I have been saying for some time now that I wanted to train an image generation model on a ton of POV Poi images to make one that I can use for Magic Poi image generation.
“I want an celtic knot image – blue with black background” should ideally generate something usable on the poi. Up until recently tools like Dalle, Stable Diffusion and Midjourney simply weren’t up to the task. The type of image that works on my poi (dark background, primary colours, pixel perfect, small size) just weren’t an option – most pics end up blurry and just look worse than making it yourself in Photoshop*. Don’t even get me started on how annoying the ChatGPT image generator is! “Image needs to have no white, only primary colours” (white image generated) “Zero White PIXELS!!!!” (Still blinds me with glaring white background)
I recently went looking again and actually found some! There is a service aptly named “thereisanaiforthat.com” with a ton of free services listed. I have linked the best ones below.
I am not sure, you may need to sign in for these to actually work but all of the ones I linked are free!
I still have that trained image generator for poi pics on my list of things to do, but it seems I may have a better starting point to work from soon, if these projects are anything to go by. The field is advancing rapidly!
*I actually use Krita, open source image editing software with Pixel brush. It’s really good.
I use the open source and very capable Aider for AI code generation. Anyone who has tried AI code generation has heard of “context” – the information you send over to the LLM so that it can know what the code looks like that you want to modify.
Anyone using these tools eventually comes up against the dreaded token limit at some point – some sooner rather than later! The LLM can only keep so much context in memory at one time. This is annoying if you are trying to update a legacy codebase with multiple files and countless lines of code – who wants to try to pare this down to only the relevant parts, copy and paste into the window?
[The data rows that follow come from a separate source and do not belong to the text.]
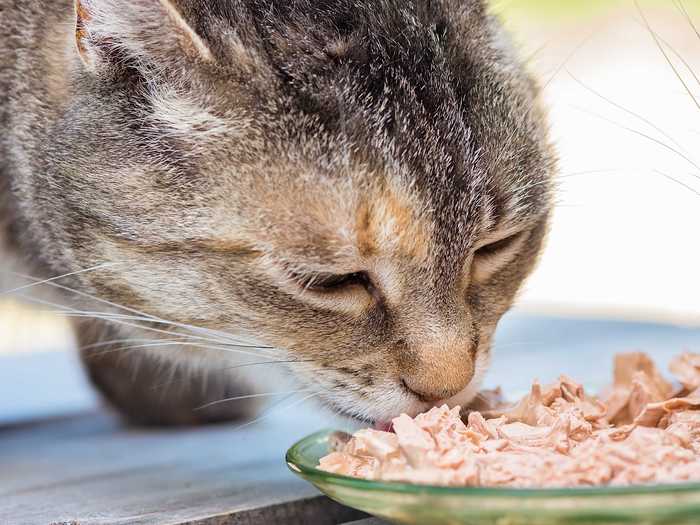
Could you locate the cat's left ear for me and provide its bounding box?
[74,0,214,72]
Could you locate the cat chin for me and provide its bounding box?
[440,352,490,408]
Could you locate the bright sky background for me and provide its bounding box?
[502,0,700,326]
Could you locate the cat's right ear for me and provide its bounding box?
[74,0,213,72]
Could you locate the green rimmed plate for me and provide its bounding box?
[287,431,700,525]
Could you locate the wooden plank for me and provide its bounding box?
[0,414,363,525]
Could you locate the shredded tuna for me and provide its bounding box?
[320,353,700,488]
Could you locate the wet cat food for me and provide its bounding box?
[319,353,700,488]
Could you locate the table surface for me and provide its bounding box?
[0,317,700,525]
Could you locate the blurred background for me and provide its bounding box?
[0,0,700,420]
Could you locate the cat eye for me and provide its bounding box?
[293,272,371,292]
[474,232,523,257]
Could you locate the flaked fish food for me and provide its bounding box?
[319,353,700,488]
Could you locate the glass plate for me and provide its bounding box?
[287,431,700,525]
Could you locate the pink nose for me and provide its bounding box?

In Aider adding files to context is as simple as /add file.txt To remove files just do /drop file.txt If file.txt is 100 000 lines long you have to copy and paste the parts you want (up to 60 000 tokens), check how many you have left by running /tokens But that is takes too long! It defeats the purpose of getting AI to do the reading and modifying for you (remember to review the diffs after!)
Meet LLMAP
llmap is “context extraction at scale”. The tool can search and sumarise vast amounts of code and ouput only the relevant parts which you can then add to your AI coding tool context – leaving out all irrelevant parts (usually most of it!) Example from my own use case: I had an issue with a looping api request on ESP32 in my Magic Poi project – I had been concentrating on the battery monitor feature and the new feature broke some other functionality. So I did a diff with the last known working branch: git diff origin/Battery_Monitor_Main_Merge > context_git_diff.txt
This diff is from way back though so it was too large for the context window (if you include all of the code I wanted to update) so I had to run it through llmap with a query: echo context_git_diff.txt | llmap "list the changes made that affect the control flow of the application." > llmap_diff_context.txt
Now my new file llmap_diff_context.txt with only the relevant information could be added to the context – using /read-only since it’s not included in git nor do I want to edit it. I used /architect mode* to see what changes happened to cause the loop. Turns out it was a simple misplaced line of code and everything worked again! *for me architect mode is configured to use DeepSeek R1 for thinking and V3 for editing – cheap and effective
LLMAP is easy to use – just install via pip. By the way, if you don’t have a DeepSeek api key, the update I recently submitted to add OpenRouter support has been merged but not yet published. You will have to download and install llmap manually to use OpenRouter – but it works.
Full credit to Johnathan Ellis for creating and sharing this great tool. You gotta love Open Source!